Monday, July 10, 2017

All About Sheep!

I signed up to talk at a local PechaKucha event recently. It was fun!

You get 20 slides and 20 seconds per slide to talk about anything you love.

Guess what I talked about?

Monday, July 3, 2017

Blended Fiber for socks

Now that I have some experience with single-breed handspun socks, I'm starting to want to branch out into fiber blends. Since I have no ability to blend fibers myself, I'm always on the lookout for suppliers who can sell me sock-friendly blends. My first forays will be into single-breeds with either nylon or mohair for strength.

So far, I've spun up a 70/30 shetland/mohair blend (from the UK) that has become a pair of socks that I am very happy with. The spun yarn (3 ply) had a nice sheen, but no bounce. The socks were knit at tight gauge. They developed a hole at the toe (my big toenail is a veritable saw) rather quickly, and have been darned, but the rest of the sock is, so far, wearing admirably. Comparable to my Romney socks.

[Shetland/mohair socks]

I have also spun and ruined a pair of 70/30 Finn/nylon socks - these felted very quickly. So no more Finn for me.

I have, laying around, some 70/30 Southdown/nylon as well, that is still waiting to be turned into socks. Yes, yes, I will get around to you!

And, I should mention one of my earliest forays into spinning for socks, a 70/30 superwash BFL/nylon blend that became a pair of socks for my husband, which have lasted 2 years so far with no signs of wear. I'll have to do a post on these so you can have a closer look at them (compare new and 2-year old photos), because so far, these are the strongest handspun socks I've made.

But here are some purchases that I made that I now have regrets about:

[70/30 (non-superwash) BFL/nylon blend]

[70/30 BFL/mohair blend]

I purchased them via the internet based on a description alone, which, it turns out, isn't enough. 

It's hard to see (particularly difficult in the second photo), but these blends are not actually blended enough for use in socks. The fiber is meant for decorative items. When the dyer ordered their raw material (from World of Wool, I suspect), they requested only 1 blending pass, so that there are still very visible "ropes" of nylon (emerald green streaks in the upper photo) or mohair (deep yellow, shiny, wavy locks to the right of my thumb in the lower) in the tops. I am afraid that this is not going to even itself out during spinning, so that the yarn will not have an even distribution of nylon in it. While this might be nice for a shimmery shawl, I'm not convinced it's useful for hard-wearing socks...I'll have to make a shawl or something out of these two!

So, lesson learned: I need to be sure that the blending is thoroughly done, and this is something I need to ask about, if I cannot see the product!

Monday, June 19, 2017

Socktacular Experiment, vol 2

Right. So a while back, I purchased a bunch of single-breed fleece "tasters" - 50g each - to spin into socks.

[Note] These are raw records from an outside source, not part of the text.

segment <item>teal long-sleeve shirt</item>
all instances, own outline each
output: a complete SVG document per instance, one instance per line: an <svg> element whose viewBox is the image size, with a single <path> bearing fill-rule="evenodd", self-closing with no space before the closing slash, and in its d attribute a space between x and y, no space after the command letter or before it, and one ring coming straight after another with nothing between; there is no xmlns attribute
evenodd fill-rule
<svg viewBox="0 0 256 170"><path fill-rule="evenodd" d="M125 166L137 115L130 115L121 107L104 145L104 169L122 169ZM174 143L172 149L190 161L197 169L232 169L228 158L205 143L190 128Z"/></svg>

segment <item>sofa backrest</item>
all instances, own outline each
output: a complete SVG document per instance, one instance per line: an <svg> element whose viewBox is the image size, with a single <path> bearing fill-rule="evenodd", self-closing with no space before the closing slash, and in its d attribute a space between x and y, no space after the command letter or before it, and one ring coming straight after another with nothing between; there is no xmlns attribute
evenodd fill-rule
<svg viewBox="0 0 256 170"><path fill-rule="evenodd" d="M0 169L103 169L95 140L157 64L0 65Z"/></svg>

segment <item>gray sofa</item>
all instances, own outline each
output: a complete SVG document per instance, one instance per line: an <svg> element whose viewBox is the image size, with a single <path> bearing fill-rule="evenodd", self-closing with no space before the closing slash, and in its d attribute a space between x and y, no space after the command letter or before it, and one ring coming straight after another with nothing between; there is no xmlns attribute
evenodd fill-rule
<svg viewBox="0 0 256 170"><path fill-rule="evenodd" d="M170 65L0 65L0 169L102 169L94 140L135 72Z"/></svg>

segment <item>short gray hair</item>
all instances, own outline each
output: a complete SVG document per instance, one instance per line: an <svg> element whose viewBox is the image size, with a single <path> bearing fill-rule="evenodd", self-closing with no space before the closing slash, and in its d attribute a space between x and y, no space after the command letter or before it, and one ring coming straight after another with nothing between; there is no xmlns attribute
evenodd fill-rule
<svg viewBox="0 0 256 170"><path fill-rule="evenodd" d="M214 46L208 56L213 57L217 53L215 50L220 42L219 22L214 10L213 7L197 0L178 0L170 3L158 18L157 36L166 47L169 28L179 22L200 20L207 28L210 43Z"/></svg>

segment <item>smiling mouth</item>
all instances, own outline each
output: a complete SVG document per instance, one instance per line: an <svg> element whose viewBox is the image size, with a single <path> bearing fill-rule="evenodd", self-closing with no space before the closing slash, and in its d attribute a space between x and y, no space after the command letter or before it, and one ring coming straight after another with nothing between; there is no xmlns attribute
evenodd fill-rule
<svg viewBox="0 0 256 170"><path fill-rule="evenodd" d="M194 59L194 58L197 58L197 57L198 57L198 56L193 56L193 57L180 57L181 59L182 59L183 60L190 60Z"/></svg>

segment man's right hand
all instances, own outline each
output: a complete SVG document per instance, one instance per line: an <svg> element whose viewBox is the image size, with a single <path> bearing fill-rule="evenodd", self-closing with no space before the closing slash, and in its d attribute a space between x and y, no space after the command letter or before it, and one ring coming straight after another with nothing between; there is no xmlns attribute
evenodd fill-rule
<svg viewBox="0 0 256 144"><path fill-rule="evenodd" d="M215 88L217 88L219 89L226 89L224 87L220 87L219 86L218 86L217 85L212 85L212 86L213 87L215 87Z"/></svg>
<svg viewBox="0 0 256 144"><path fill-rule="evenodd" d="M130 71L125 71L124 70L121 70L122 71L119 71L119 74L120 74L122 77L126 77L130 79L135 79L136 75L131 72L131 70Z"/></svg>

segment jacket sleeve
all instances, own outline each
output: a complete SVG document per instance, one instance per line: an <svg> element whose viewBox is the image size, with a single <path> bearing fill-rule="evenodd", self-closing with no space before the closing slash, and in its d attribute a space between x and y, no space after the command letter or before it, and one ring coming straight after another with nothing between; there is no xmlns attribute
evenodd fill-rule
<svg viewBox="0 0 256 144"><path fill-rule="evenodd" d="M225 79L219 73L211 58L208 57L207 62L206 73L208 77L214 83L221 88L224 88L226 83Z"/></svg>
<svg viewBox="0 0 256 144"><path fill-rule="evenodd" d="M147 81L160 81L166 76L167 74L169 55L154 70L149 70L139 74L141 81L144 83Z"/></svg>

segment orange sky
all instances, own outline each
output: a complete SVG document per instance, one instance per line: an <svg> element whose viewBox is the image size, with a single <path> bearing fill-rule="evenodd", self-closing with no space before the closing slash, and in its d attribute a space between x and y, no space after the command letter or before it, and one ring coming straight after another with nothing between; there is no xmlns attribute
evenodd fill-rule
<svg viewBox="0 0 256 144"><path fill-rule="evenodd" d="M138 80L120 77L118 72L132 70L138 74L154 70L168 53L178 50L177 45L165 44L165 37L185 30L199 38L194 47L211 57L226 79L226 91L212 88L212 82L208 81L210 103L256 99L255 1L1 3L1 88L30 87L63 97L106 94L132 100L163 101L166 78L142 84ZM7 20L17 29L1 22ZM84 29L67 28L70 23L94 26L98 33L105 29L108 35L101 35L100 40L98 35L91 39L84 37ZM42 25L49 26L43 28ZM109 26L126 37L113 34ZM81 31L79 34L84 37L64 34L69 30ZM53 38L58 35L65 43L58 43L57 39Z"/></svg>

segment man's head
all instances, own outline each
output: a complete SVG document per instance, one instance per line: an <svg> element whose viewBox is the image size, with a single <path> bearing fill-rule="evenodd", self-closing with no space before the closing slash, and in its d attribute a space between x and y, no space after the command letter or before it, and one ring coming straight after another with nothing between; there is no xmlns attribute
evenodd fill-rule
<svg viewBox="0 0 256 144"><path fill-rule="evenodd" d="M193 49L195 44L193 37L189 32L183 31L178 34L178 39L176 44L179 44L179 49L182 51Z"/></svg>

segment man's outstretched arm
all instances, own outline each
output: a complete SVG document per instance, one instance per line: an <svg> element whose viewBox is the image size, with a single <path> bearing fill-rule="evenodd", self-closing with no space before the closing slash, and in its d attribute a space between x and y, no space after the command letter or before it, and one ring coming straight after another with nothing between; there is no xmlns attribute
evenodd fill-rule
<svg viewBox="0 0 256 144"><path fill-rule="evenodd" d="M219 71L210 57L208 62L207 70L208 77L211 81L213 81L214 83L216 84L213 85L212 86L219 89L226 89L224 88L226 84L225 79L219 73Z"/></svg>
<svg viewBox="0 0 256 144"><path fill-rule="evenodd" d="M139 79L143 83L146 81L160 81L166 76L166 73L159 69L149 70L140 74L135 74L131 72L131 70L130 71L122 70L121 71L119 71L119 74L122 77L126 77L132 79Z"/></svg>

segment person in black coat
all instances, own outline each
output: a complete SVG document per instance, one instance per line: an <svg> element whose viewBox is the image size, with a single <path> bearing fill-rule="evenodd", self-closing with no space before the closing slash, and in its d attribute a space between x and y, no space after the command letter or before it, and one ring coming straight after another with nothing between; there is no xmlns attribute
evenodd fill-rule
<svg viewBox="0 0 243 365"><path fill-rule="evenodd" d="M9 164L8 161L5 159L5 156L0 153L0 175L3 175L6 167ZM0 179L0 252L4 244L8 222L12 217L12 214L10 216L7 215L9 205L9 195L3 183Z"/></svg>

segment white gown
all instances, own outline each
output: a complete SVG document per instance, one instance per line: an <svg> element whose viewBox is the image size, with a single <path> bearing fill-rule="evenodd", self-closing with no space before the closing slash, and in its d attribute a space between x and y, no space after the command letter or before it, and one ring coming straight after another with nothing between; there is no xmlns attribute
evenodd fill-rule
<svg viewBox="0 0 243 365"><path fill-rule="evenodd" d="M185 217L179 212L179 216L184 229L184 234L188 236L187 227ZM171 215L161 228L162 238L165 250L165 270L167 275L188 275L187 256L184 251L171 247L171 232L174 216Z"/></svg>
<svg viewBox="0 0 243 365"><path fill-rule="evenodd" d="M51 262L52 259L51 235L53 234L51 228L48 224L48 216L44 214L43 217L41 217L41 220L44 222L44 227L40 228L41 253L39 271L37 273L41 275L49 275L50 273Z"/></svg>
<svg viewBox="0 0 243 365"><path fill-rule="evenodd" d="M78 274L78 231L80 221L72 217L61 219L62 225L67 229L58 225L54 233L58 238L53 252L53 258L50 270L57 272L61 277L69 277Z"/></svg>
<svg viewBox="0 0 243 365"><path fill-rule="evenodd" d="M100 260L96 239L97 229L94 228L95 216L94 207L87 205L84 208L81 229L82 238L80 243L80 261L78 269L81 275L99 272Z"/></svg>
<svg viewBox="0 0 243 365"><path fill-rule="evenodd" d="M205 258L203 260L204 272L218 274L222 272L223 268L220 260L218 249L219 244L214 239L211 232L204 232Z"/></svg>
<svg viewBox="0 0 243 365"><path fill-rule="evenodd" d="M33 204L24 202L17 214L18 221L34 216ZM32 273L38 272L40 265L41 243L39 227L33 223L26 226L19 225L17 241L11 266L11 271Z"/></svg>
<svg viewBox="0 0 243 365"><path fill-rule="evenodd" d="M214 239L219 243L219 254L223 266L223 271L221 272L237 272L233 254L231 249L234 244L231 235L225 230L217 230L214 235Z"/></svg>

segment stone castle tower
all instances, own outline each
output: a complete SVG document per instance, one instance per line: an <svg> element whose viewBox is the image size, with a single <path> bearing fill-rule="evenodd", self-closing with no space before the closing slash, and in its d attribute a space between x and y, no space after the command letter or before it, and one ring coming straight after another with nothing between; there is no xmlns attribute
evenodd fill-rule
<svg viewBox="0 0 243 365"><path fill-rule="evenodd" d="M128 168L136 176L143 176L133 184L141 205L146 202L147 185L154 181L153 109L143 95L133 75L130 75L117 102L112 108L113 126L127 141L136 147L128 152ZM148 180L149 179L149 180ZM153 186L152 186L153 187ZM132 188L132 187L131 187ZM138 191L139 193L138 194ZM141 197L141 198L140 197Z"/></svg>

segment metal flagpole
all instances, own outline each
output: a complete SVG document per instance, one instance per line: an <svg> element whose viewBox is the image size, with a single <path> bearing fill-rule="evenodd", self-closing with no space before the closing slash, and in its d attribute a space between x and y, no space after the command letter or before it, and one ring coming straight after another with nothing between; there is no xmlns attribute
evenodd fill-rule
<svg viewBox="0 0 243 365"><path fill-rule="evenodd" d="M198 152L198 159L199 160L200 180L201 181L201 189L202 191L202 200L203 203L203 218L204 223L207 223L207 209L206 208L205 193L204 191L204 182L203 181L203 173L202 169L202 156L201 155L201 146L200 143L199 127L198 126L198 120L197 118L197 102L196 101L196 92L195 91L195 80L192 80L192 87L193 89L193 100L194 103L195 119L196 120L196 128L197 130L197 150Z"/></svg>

I've done 5 of the 7 by now, and it has been an interesting spinning experience. Here's a summary shot:

[top to bottom: Clun Forest, Romney, Texel, Southdown, Suffolk]

For starters, you can see that the colour "white" is quite different for each breed. The whitest is the Texel, which is really quite blinding. The Romney has a distinct yellow cast and the other three are rather close together - a greyish white, compared to the Texel.

Just to recall: these are all commercially prepped rovings (ie. carded, not even pindrafted) from the same mill. These are all classified as "medium wools", ie. not fine and soft like merino. The mill does not provide a micron count.

Here are my spinning notes so far, in order of my spinning them. They were all spun longdraw, true woolen style.

No.1 : Texel
Man, springy stuff! The fluffiest yarn I have ever spun, and I'm not sure it's suitable for socks. It is very fine, a little nebby, and the result is exceedlingly woolly and lightweight. It's very white and has no lustre at all - chalky white. I'd love to make a sweater out of this, it would be like wearing a cloud!
The yarn is underplied, so will have to go back through again before I knit anything with it. 

[Texel, up close. You can see it has too little ply for sock-use]

No.2 : Suffolk
This is an official downs breed, and is again springy, but not as blindingly white as the Texel. It feels coarser.  The roving was less nebby than the Texel, so an easier spin. 

No.3 : Clun Forest
I busted out the spinning oil on this one, just for fun. The first two didn't really need it, but I wanted to see if using it made any difference. The answer: not really (although I have had situations where a little spinning oil really helped!). This breed is definitely the coarsest so far, and feels almost wiry. I wound up spinning it a little on the heavy side. 

No.4 : Southdown
Very fine fiber. It's finer than the Texel and softer. Also, much nebbier than the others so much more work to spin. I did not enjoy this much, it was a lot of work. And I'm not convinced it'll be good for socks, without nylon...

No. 5 : Romney
OK, this is totally different stuff from the fiber I've spun up (mostly from the UK). It's about the same coarseness as the Clun Forest, and not as springy as the others. It has a very distinct yellow cast to it.